In school, in jobs and in the community, students want to make a difference. That’s why so many are teaming up to use technology to solve real world problems.
Over 500 undergraduate students enrolled in Purdue University’s Engineering Projects in Community Service program (EPICS), are teaming up to design, build and solve engineering-based problems to benefit local communities and education organizations.
“Everyday we get up and we’re looking at how we can make the world a better place,” says William Oakes, professor of engineering education at Purdue University and director of EPICS.
Now in its 20th year, EPICS has become a model for other engineering and community service programs at 24 universities.
“The results of our projects improve the quality of life in our community, both locally and globally,” says Oakes, noting some of the ways EPICS has helped. They’ve created software and educational apps for kids, as well as custom prosthetics. They’ve also helped Habitat for Humanity improve construction and energy efficiency locally and internationally.
In this transformative education, students learn problem solving skills; leadership; how to work together; and they develop a sense of accomplishment.
“Generation Y really wants to have meaningful work,” says Daniel Nichols, president of Stem Jobs, a company and magazine whose goal “is to connect classrooms to careers.”
Nichols encourages students to “Do what you love,” while learning STEM (science, technology, engineering and math) skills.

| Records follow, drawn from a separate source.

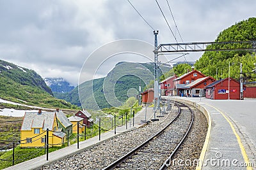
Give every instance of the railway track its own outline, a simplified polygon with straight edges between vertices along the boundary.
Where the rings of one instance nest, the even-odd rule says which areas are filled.
[[[177,102],[175,104],[179,108],[178,113],[169,124],[103,169],[152,169],[152,167],[166,169],[187,137],[194,120],[193,111],[188,106]]]
[[[108,167],[113,162],[139,147],[149,138],[154,138],[153,134],[167,126],[177,116],[179,110],[181,112],[179,117],[166,128],[164,133],[159,134],[153,139],[154,142],[148,142],[115,167],[116,169],[159,169],[184,137],[191,121],[189,109],[181,103],[173,104],[172,110],[168,110],[168,114],[160,118],[161,121],[152,122],[143,127],[120,134],[73,155],[45,165],[41,169],[108,169]],[[192,110],[195,117],[191,132],[173,160],[189,159],[193,160],[199,158],[207,133],[207,122],[202,113],[194,108]],[[195,169],[195,166],[187,166],[184,169]],[[181,169],[179,164],[172,165],[170,169]]]

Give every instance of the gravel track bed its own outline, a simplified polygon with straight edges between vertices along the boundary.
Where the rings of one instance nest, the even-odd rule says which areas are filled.
[[[120,134],[72,157],[45,166],[41,169],[101,169],[166,126],[176,116],[177,111],[177,108],[173,107],[172,111],[168,116],[165,115],[166,118],[161,118],[161,122],[154,122],[143,127]]]
[[[168,169],[195,169],[207,132],[208,123],[204,113],[189,106],[194,111],[192,129],[173,156]],[[195,163],[194,163],[195,162]]]
[[[159,169],[185,135],[192,114],[181,106],[177,119],[163,133],[115,169]]]

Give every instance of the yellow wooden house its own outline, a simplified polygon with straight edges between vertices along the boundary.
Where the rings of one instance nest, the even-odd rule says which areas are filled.
[[[58,131],[55,112],[26,112],[20,128],[20,147],[45,146],[49,129],[49,146],[61,146],[66,134]]]
[[[77,116],[72,116],[68,118],[69,121],[73,124],[72,129],[73,133],[77,133],[77,123],[79,125],[79,133],[84,133],[85,130],[85,125],[83,124],[83,118],[81,118]]]

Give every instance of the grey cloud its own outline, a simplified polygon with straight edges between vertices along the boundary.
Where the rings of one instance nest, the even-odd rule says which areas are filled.
[[[159,30],[159,43],[175,42],[154,1],[130,1]],[[158,1],[181,42],[166,1]],[[168,2],[185,42],[214,41],[224,29],[255,17],[256,6],[253,0]],[[0,1],[0,20],[2,59],[35,69],[44,77],[63,77],[73,84],[86,58],[105,43],[132,38],[154,44],[152,31],[127,1]],[[153,55],[152,49],[148,50]],[[195,60],[201,55],[186,57]],[[98,57],[92,63],[98,63]]]

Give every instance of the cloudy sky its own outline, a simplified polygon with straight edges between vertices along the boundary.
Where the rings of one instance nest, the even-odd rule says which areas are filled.
[[[184,42],[213,41],[220,31],[255,15],[255,0],[168,1]],[[175,43],[155,0],[130,1],[159,31],[159,43]],[[181,42],[166,1],[158,1]],[[0,21],[1,59],[74,85],[86,59],[102,45],[122,39],[154,44],[153,30],[126,0],[0,0]]]

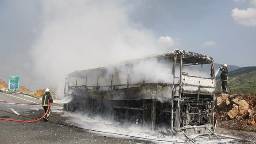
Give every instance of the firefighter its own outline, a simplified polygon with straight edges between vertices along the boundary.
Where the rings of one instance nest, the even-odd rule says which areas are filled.
[[[48,100],[50,101],[50,103],[52,103],[53,101],[52,98],[52,96],[50,94],[50,89],[48,88],[45,89],[45,93],[43,95],[43,98],[42,99],[43,107],[45,112],[46,112],[46,111],[47,111],[47,108],[48,107]],[[49,117],[50,112],[51,108],[50,107],[49,107],[49,110],[48,111],[47,114],[44,117],[43,117],[44,120],[46,121],[48,120],[48,117]]]
[[[221,71],[220,74],[220,80],[221,80],[221,87],[223,93],[227,94],[228,89],[227,84],[228,83],[228,65],[227,64],[223,65],[223,68],[219,67],[219,70]]]

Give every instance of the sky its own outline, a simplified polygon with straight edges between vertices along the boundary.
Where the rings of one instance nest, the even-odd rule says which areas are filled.
[[[64,87],[82,69],[179,49],[256,66],[256,0],[0,0],[0,79]]]

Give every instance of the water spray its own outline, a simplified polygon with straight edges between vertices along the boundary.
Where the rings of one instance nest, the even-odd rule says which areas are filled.
[[[217,70],[217,72],[215,73],[215,77],[217,76],[217,75],[218,74],[218,73],[219,73],[219,69],[220,69],[220,67],[221,67],[221,65],[220,65],[220,66],[219,68],[219,69],[218,69],[218,70]]]

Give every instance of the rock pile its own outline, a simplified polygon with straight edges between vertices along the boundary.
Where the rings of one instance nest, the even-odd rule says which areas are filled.
[[[256,96],[222,94],[215,101],[215,116],[220,125],[256,131]]]

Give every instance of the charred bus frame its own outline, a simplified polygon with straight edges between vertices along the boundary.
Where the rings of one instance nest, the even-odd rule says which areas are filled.
[[[131,70],[136,67],[146,69],[150,63],[154,64],[155,70],[164,64],[160,67],[165,68],[167,74]],[[208,77],[190,75],[198,69],[204,71],[204,65],[209,66]],[[186,68],[190,66],[192,69]],[[177,131],[186,135],[212,133],[214,74],[211,57],[182,50],[78,70],[66,78],[65,96],[73,99],[64,105],[64,109],[149,126],[153,130],[165,128],[172,134]],[[168,78],[154,79],[159,75]]]

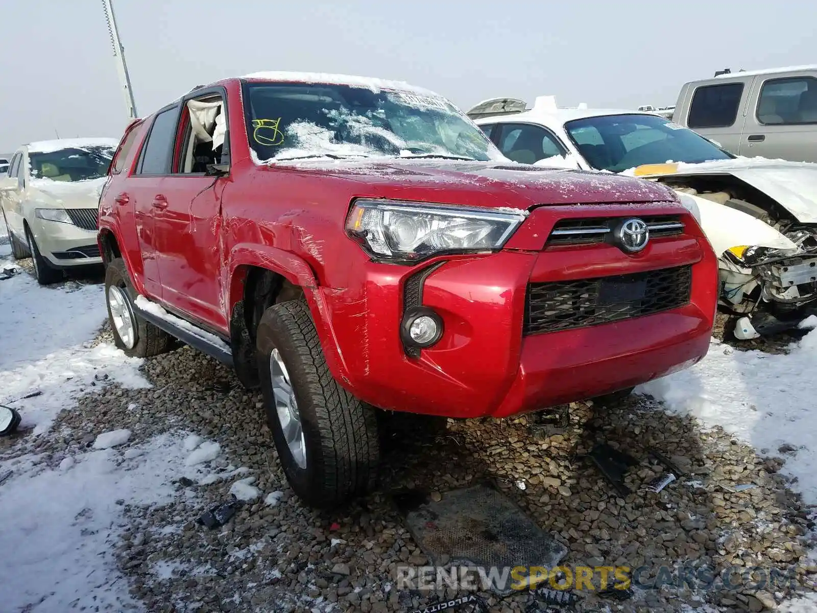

He says by 2018, 74 percent of jobs will require STEM capability, which is having taken and passed certain STEM subjects; while 68 percent of jobs will require STEM proficiency, passing STEM coursework and having a STEM degree or certification.
“Get more students engaged in these subjects that drive the economy and will drive their careers in the future,” says Nichols, explaining students with STEM backgrounds typically earn more money than their peers without STEM skills.
A growing field
Combining STEM and community is appealing to women and minorities, two groups who typically haven’t studied STEM.
Still there aren’t enough educators to teach the tech.
“We’re seeing STEM as being key into solving problems of the 21st century,” says Talia Milgrom-Elcott, co-founder and executive director of 100Kin10, a group of over 200 partners working to support STEM educators and to train 100,000 STEM teachers by 2021.
Milgrom-Elcott envisions STEM students working on problems like drought, hunger and artificial intelligence: “We can’t solve them without STEM tech.”